I can solve any nxn, but thats bloody insane. I just need to learn bump cube.


----------



## TwistyTex (Jun 21, 2017)

Sion said:


> I can solve any nxn, but thats bloody insane. I just need to learn bump cube.


The solve of the bump 11x11 is identical to a normal 11x11... you are just matching sides by heights of extensions instead of by colors. 

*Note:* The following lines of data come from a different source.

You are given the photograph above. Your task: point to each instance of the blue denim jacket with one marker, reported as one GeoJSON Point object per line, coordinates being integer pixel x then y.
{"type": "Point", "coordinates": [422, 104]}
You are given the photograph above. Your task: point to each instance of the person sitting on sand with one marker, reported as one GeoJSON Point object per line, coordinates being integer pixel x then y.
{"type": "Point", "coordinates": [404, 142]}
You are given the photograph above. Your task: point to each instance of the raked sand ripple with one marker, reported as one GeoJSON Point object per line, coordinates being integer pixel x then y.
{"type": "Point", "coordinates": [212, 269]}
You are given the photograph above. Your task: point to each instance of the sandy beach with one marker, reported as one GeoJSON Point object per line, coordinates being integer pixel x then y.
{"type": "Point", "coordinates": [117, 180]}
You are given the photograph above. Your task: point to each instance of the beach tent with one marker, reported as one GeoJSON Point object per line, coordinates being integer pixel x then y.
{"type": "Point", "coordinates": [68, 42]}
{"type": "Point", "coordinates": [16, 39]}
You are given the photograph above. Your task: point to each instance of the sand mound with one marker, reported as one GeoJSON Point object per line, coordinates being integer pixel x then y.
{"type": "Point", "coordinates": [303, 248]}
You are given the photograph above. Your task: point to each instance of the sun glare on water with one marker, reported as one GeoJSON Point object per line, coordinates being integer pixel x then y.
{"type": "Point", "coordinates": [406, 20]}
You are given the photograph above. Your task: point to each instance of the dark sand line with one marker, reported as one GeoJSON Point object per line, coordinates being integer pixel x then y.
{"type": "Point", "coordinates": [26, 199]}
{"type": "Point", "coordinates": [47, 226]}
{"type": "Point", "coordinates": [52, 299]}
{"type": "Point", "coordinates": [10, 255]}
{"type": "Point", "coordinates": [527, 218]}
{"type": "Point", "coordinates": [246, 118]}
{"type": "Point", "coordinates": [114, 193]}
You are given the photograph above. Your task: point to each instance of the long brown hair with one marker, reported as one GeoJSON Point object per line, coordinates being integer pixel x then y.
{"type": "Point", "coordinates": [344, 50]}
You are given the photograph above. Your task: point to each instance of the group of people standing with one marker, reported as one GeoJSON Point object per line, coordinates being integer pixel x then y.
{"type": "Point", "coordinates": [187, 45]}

The one difference for bump cubes is on even layered bump cubes.. and that difference is that you can't rely on a memorized color scheme for center placement (eventually you can memorize the sides though)... initially you have to use your corners to place your centers on even layered bump cubes.


----------



## TwistyTex (Jun 22, 2017)

I just learned this evening that Spencer Brodhead unveiled a second 11x11 bump cube only days after I unveiled mine... so there are clearly TWO certifiably insane people on this planet. LOL Seriously though... you should consider subscribing to his channel... I'm sure he'll be making some great mods in the future... this was only his THIRD mod attempt.


----------



## Sion (Jun 22, 2017)

Race for 13x13 or 19x19 mirror cube?


----------



## Competition Cuber (Jun 30, 2017)

Sion said:


> Race for 13x13 or 19x19 mirror cube?


If someone does that to a 19x19, I will *insert insane course of action here*


----------



## I_<3_SCS (Jul 13, 2017)

AMAZING!


----------